November 7, 2019

Patricia Holt has always loved children and knew she wanted to do something with children in her career.

Holt graduated from West Virginia University in 2015 with a doctorate in physical therapy. She accepted a job at CAMC Women and Children's Hospital working with adults and children.

But she wasn't done. Holt wanted to become even more specialized in her profession by becoming certified in neonatal care.
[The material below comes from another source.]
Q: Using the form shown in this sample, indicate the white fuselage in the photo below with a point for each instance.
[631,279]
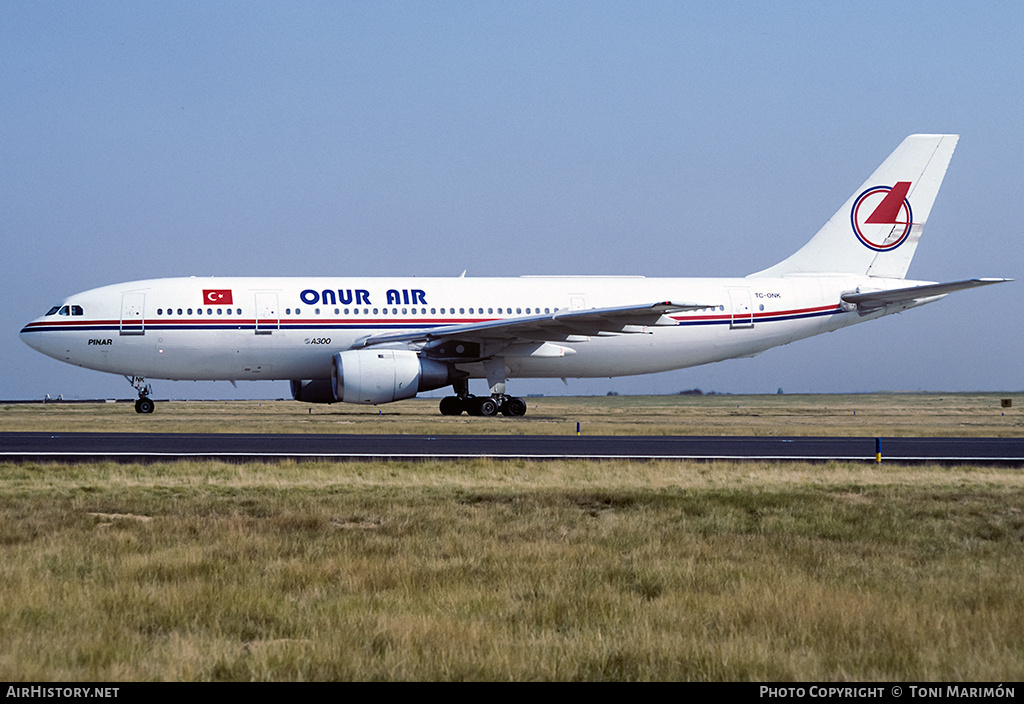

To achieve this certification, therapists must have at least three years of clinical experience; 3,500 hours of experience in the Neonatal Intensive Care Unit; 40 hours of mentored experience; and 40 hours of continuing education about NICU-specific content.

After completing these milestones she recently passed the national certification exam making her the first, and currently the only, physical therapist in West Virginia to earn certification as a neonatal therapist, according to the Neonatal Therapy National Certification Board.

"The certification lets everyone know that I have specialized knowledge to work with these patients and that I'm giving them the best care possible," Holt said.


WATCH: Patricia Holt works with some of the smallest patients at CAMC.


Holt evaluates about 75% of the patients in CAMC's NICU. She's notified about all babies born before 32 weeks or who weigh less than about 3.3. pounds because they are more at-risk for developmental delays.

"I evaluate and provide specific interventions for babies with conditions such as neurologic, orthopedic, genetic or congenital risks," Holt said.

She examines the patient's muscle tone, reflexes, posture and movement among other things.

"Aside from my care for the patients, one of my goals is to provide parent education to help them bond with their babies," Holt said.

Holt also is certified in neonatal touch and massage.